Australia has taken a hard-line for years in its treatment of those who seek asylum on her shores, but the latest story from Brisbane is harsh even by their tough standards. Latifa, 31, was being held offshore on the island of Nauru, when her due date to give birth approached. She was moved to mainland Australia and put into a detention centre in Brisbane.
She gave birth to a son, Farus, by caesarean section on November 10, and was then separated from him for days. Farus had some breathing difficulties and had to be kept in the special baby care unit at the Mater Misericordia Hospital. Latifa was only permitted to visit him between the hours of 10am and 4pm, when she was then taken back to the detention centre, a 20 minute drive away, and detained for 18 hours.
The child’s father, Niza, was not allowed to visit the baby at all. He is also confined to the Brisbane Immigration Transit Accommodation, along with their other two children, aged four and seven.

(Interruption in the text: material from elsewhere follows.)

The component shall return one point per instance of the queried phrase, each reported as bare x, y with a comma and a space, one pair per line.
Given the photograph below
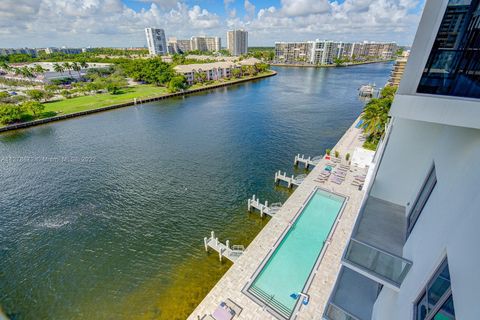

When Tony Abbot was elected Prime Minister in September 2013 he made it clear he was going to continue to take a tough stance on asylum seeker policy. However, separating a mother and a newborn child seems, to many in Australia, to be overly harsh. Spokeswoman for the Churches Refugee Taskforce, Misha Coleman, who is also a qualified midwife, said “this is the most diabolical situation.” She added “I can’t see any reason why this woman should be kept from her sick baby.”
Child refugee rights group ChilOut echoed these sentiments. Sophie Peer, the campaign director, said “any room in the hospital could be designated as a place of detention.” She said it was common practice for new mothers to be moved back into detention a few days after giving birth, but that was when they took their babies with them.
Latifa is no stranger to detention, she spent 10 years in a Malaysian refugee camp prior to her confinement on Nauru. Latifa comes from Myanmar, where she was a member of the Rohingya people, and subjected to persecution. The Mater Hospital have now confirmed that the baby has been discharged today, but it disagreed with the ordeal that Latifa went through in the days of enforced separation. The family will now be returned to the processing centre on Nauru.
The hospital made it clear they encouraged mothers to be by their babies, to establish a bond, and had made no restrictions on visiting hours.
The Immigration Minister, Scott Morrison, has been accused of arrogance and inhumanity over this case. The former leader of the Liberal party, John Hewson, said “a mother in these circumstances is usually given 24-hour access to a child in intensive care.” He felt the treatment of Latifa had been “ridiculous.”
Scott Morrison defended his decision to limit contact and, in direct refutation of the hospital’s position, said it was “common practice” for mothers not to stay the night.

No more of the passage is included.